LOS LUNAS — Just before school let out for summer break, CodeFWD by Facebook hosted an event in partnership with Los Lunas Middle School to provide new robots and programming training to students.
William Marks, the Community Development manager for Facebook, said CodeFWD by Facebook is an online training program created to cultivate interest in computer science.
“We work with teachers and students to develop the next generation of coders,” Marks said. “Teachers sign up and do the online training with their students. So right from the beginning, we have teachers and students working together.”

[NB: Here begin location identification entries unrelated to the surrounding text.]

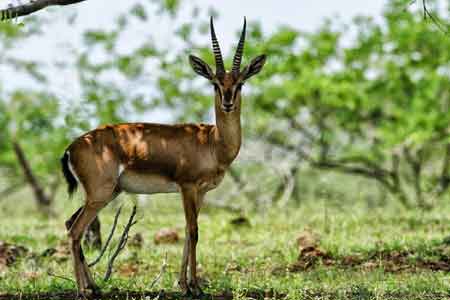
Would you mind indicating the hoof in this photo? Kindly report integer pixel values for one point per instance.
(185, 290)
(91, 292)
(196, 291)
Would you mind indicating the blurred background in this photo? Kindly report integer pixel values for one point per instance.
(350, 115)
(352, 93)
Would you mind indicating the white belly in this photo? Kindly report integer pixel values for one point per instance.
(138, 183)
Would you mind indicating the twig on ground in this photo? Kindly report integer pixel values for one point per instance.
(113, 229)
(161, 272)
(60, 277)
(121, 245)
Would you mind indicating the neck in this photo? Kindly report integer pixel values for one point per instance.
(228, 136)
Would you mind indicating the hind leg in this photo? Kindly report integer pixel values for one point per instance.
(83, 277)
(93, 237)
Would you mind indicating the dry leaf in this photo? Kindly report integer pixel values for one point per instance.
(166, 236)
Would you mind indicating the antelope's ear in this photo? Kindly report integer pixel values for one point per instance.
(254, 67)
(200, 67)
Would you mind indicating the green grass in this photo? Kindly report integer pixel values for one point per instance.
(241, 258)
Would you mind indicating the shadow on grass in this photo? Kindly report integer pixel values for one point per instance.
(351, 294)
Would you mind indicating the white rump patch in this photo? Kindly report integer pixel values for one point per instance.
(121, 169)
(71, 169)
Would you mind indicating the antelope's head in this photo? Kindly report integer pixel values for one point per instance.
(227, 84)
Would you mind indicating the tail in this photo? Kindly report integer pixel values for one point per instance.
(70, 178)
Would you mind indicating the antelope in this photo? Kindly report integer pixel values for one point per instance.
(148, 158)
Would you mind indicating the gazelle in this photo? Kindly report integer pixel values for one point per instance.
(146, 158)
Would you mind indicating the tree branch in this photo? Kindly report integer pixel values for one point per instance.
(113, 229)
(42, 199)
(122, 243)
(31, 7)
(444, 180)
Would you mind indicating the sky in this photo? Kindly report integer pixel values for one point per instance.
(59, 36)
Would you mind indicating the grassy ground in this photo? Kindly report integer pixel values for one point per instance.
(362, 252)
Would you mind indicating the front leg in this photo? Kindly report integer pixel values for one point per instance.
(193, 280)
(190, 200)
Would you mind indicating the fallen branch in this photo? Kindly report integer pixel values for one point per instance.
(31, 7)
(113, 229)
(161, 272)
(122, 243)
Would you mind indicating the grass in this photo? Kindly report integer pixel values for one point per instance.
(240, 258)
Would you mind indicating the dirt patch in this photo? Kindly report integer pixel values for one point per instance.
(10, 253)
(389, 261)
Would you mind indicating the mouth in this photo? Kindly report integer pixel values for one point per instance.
(227, 109)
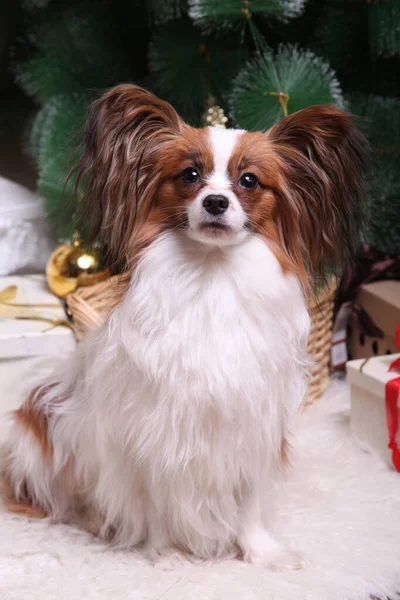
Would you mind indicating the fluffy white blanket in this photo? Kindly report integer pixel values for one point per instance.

CodeFWD and Facebook teamed up with Sphero Edu to provide the robots. According to the website, Sphero Edu provides a set of app-enabled robots to the schools from data center communities who applied and qualified through the CodeFWD program. The set of 15 robots are used predominantly by fourth- through eighth-grade students and teachers.
Carlos Ruiz, a robotics teacher at LLMSl, said the robots given to the school will positively impact the students’ ability to learn.

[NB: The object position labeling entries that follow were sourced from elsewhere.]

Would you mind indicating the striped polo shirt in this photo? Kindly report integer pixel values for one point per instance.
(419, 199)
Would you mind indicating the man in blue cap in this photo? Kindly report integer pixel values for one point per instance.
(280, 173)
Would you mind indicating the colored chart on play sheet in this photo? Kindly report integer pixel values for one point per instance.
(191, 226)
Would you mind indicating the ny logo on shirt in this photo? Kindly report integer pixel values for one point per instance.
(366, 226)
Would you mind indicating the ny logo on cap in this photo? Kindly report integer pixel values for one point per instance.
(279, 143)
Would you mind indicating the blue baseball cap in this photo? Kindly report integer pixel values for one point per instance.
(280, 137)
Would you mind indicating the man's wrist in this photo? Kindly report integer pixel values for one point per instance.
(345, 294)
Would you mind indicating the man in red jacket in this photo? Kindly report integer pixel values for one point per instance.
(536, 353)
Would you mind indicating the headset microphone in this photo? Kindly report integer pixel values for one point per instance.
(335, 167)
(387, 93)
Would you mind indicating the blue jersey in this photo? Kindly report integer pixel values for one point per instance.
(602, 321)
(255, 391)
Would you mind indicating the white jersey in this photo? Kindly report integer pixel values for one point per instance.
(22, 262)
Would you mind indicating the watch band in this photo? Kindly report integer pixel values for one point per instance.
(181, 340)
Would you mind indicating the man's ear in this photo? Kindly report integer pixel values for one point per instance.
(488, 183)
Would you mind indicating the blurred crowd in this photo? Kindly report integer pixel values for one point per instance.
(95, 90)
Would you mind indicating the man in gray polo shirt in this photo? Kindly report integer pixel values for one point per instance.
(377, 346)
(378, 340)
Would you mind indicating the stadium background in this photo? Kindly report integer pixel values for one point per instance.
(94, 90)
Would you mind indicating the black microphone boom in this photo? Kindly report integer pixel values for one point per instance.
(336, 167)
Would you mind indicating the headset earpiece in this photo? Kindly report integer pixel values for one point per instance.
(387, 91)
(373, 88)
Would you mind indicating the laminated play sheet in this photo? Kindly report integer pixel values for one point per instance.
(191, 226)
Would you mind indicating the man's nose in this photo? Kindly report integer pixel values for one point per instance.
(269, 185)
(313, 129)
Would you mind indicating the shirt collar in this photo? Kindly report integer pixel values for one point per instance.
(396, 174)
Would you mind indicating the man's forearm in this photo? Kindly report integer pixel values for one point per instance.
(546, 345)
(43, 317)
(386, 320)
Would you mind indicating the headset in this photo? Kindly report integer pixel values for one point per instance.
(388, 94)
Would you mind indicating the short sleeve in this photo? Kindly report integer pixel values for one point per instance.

“The community with Facebook is great,” Ruiz said. “They’re getting these more advanced Spheros into my students’ hands. We do have a few of the older models but really not enough to go around, so this is really going to enhance our robotics program.”
After the online training, a workshop is held to get hands-on training, which start at a basic level of coding, and allows the students to work their way up from the foundations of coding to more advanced coding.
“Some of the kids were doing block coding, which is amazing to see because that’s actually pretty advanced for the workshop,” Marks said.
While this program is targeted at STEM, there is no restriction for the teachers to be STEM teachers.
“For the online training, you can be an English teacher, and there are … lessons on how to do robotics with English, math, physics. There are lessons for all of those different classes,” Marks said.
Ruiz said this program will benefit his students later on if they decide to continue coding.
“I really think this is going to prepare our students for the future,” Ruiz said. “As they learn block programming here, which is a more simplified form of programming, they can take those skills and apply them in high school. This is just a stepping stone to get them there.”